Personal information
- Full name: Roland George Lyall Paver
- Born: 4 April 1950 (age 76) Johannesburg, Transvaal, South Africa
- Batting: Right-handed
- Role: Wicket-keeper

Domestic team information
- 1972–1974: Oxford University

Career statistics
| Competition | First-class | List A |
| Matches | 16 | 4 |
| Runs scored | 290 | 19 |
| Batting average | 12.08 | 4.75 |
| 100s/50s | –/– | –/– |
| Top score | 34 | 14 |
| Catches/stumpings | 33/5 | 5/1 |
- Source: Cricinfo, 24 April 2020

= Roland Paver =

South African cricketer

Roland George Lyall Paver (born 4 April 1950) is a South African former first-class cricketer.

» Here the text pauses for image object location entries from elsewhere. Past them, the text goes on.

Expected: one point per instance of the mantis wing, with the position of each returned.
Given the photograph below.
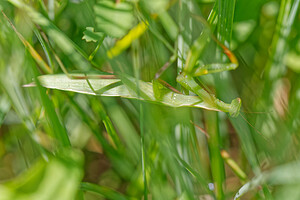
(91, 86)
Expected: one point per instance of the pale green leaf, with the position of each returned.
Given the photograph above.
(91, 36)
(63, 82)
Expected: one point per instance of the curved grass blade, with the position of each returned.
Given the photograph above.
(103, 191)
(169, 98)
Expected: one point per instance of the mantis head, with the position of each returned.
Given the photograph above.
(235, 107)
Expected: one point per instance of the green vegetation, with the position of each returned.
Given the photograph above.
(149, 99)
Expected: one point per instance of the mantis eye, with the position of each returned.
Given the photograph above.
(235, 107)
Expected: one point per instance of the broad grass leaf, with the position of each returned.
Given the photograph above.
(57, 179)
(127, 90)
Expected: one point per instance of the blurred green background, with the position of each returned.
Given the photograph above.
(58, 144)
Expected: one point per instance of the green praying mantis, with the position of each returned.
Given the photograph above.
(111, 86)
(186, 78)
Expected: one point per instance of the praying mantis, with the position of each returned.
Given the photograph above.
(186, 78)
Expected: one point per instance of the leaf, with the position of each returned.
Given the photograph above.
(91, 36)
(57, 179)
(287, 174)
(114, 19)
(62, 82)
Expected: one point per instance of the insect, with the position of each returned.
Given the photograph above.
(186, 79)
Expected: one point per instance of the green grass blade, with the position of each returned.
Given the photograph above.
(102, 191)
(62, 82)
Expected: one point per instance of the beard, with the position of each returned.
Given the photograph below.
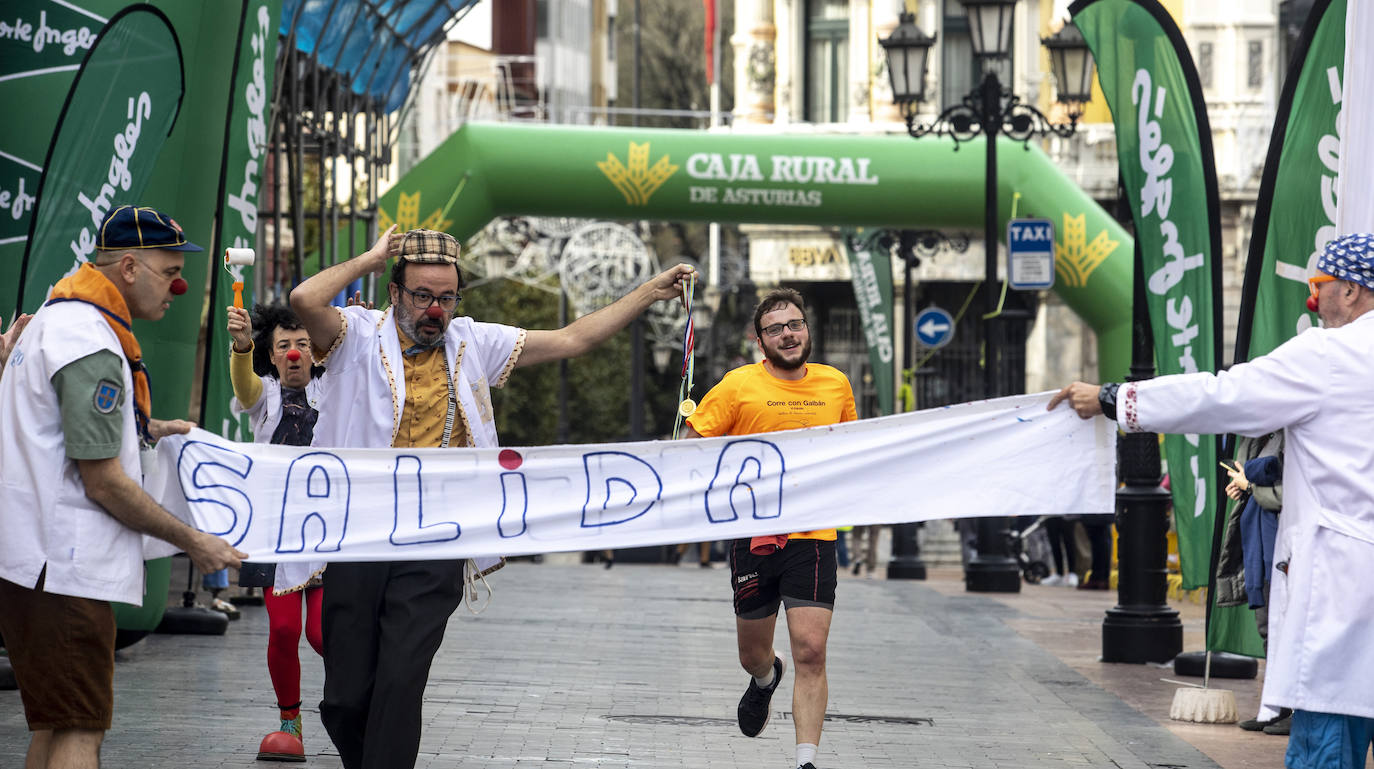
(787, 360)
(425, 333)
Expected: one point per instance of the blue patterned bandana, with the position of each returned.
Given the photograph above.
(1349, 257)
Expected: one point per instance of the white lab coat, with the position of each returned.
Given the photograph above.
(264, 416)
(1319, 389)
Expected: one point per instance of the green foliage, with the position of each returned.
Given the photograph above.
(598, 383)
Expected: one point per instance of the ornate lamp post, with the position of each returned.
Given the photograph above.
(989, 111)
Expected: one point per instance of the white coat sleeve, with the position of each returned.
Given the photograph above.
(1277, 390)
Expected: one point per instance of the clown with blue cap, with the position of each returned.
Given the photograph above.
(1316, 389)
(76, 416)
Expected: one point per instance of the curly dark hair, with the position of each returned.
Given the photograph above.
(267, 319)
(399, 273)
(776, 300)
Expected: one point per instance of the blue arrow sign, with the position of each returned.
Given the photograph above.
(933, 327)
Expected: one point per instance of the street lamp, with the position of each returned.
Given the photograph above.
(989, 110)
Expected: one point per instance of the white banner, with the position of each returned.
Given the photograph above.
(287, 503)
(1352, 199)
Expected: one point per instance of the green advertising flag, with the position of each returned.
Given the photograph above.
(870, 271)
(241, 190)
(1164, 144)
(120, 110)
(1300, 181)
(41, 48)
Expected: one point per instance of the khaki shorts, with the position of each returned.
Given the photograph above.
(62, 652)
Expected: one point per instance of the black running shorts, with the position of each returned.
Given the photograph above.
(800, 574)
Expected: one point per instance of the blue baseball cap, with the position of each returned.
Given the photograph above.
(138, 227)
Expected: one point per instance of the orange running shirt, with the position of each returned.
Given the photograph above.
(750, 400)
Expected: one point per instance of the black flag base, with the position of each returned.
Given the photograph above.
(7, 683)
(1224, 665)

Paver was born at Johannesburg. He was educated in the city at The Ridge School, before going up as a Rhodes Scholar to Pembroke College at the University of Oxford. While studying at Oxford, he played first-class cricket for Oxford University, making his debut against Essex at Oxford in 1972. He played first-class cricket for Oxford until 1972, making sixteen appearances, two of which included playing in The University Matches against Cambridge in 1973 and 1974. Playing as a wicket-keeper, he scored 290 runs at an average of 12.08 and a high score of 34, while behind the stumps he took 33 catches and made five stumpings. In addition to playing first-class cricket for the university, Paver also appeared in four List A one-day matches for Oxford in the 1973 Benson & Hedges Cup. Paver later emigrated to Australia, where he lives in Albany, Western Australia.